I have close to 35K on my 04 M6 Goat now. Lately, the clutch seems to be stiffer. Now I pretty much baby my car. I get on it maybe a few times a week. When I let it rip, at high RPM's, especiallly near redline in 4th gear, the clutch seems to push out against my foot, doesnt feel right. Once, at full throttle, it felt like it gave out for a few moments. 

Oh, and yesterday, I let my girlfriend, a very good driver, pull my Goat out of her apt parking lot and get on it so I could hear my exhaust from outside the car. Well, she accidentally gunned it out of third gear instead of first, and a cloud of clutch smoke was emitted with the nasty clutch smell.

Anyway, do you think my clutch is going out? Is it low on hydraulic fluid or something? Any feedback is much appreciated.


----------



## MSTNGKILLA (Jul 27, 2006)

Time for a clutch upgrade I believe! Also swap out hydro fluid with the best u can find. I here a Z06 Corvette clutch is a very good upgrade!!! Can't say for sure of course but I would bet yor clutch has had it!!! It is trying too hold on to 400+ HP so I would count on it ever lasting too long, plus it's a stock unit I believe? 35K Yea it has had it..


----------



## btchplz (Mar 12, 2005)

I've had the same issues, It seems to be normal for our stock clutch systems. I've asked around in this forum, and I get the same response. Time to upgrade the clutch. 
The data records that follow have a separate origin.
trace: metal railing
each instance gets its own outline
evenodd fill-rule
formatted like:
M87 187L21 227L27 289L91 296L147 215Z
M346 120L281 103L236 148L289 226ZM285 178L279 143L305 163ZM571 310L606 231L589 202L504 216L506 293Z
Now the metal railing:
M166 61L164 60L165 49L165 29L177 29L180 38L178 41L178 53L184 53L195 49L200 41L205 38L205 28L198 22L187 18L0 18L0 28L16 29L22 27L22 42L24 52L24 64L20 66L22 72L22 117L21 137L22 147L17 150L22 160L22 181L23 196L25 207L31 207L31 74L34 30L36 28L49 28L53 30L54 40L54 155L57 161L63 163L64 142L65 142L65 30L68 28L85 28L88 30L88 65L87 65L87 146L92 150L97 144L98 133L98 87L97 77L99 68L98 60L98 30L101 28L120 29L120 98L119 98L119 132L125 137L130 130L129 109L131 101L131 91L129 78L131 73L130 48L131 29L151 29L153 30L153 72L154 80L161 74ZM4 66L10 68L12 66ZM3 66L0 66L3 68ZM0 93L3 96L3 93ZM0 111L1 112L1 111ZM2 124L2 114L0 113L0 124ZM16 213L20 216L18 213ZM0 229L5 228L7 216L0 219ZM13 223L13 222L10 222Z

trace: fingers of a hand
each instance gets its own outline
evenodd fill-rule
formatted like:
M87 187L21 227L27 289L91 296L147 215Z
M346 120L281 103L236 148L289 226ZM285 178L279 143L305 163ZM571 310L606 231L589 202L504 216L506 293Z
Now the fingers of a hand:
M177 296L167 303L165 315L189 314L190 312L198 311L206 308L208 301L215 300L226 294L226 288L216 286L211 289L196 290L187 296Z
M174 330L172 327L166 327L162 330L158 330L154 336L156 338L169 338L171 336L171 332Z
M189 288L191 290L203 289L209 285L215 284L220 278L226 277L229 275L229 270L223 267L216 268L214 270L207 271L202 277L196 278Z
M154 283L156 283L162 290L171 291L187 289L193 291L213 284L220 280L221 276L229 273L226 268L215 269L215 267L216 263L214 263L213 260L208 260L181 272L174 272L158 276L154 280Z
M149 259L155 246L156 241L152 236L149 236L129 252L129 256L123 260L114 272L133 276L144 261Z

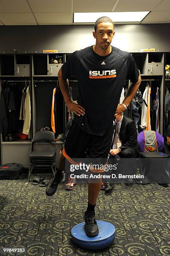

As far as the smoke goes, I've done that too but in second gear. THe smell stays for a while. Not too pleasant.


----------



## #1judge (Mar 24, 2006)

i smoked mine the other day in 2nd,im upgrading to a centerforce d/f clutch,no more worries.:


----------



## GoatBoy37 (May 30, 2006)

Thanks for the advice, guys. I'll heed to it and get me a clutch upgrade as soon as I have the greens.

Any estimate on clutch upgrade costs?


----------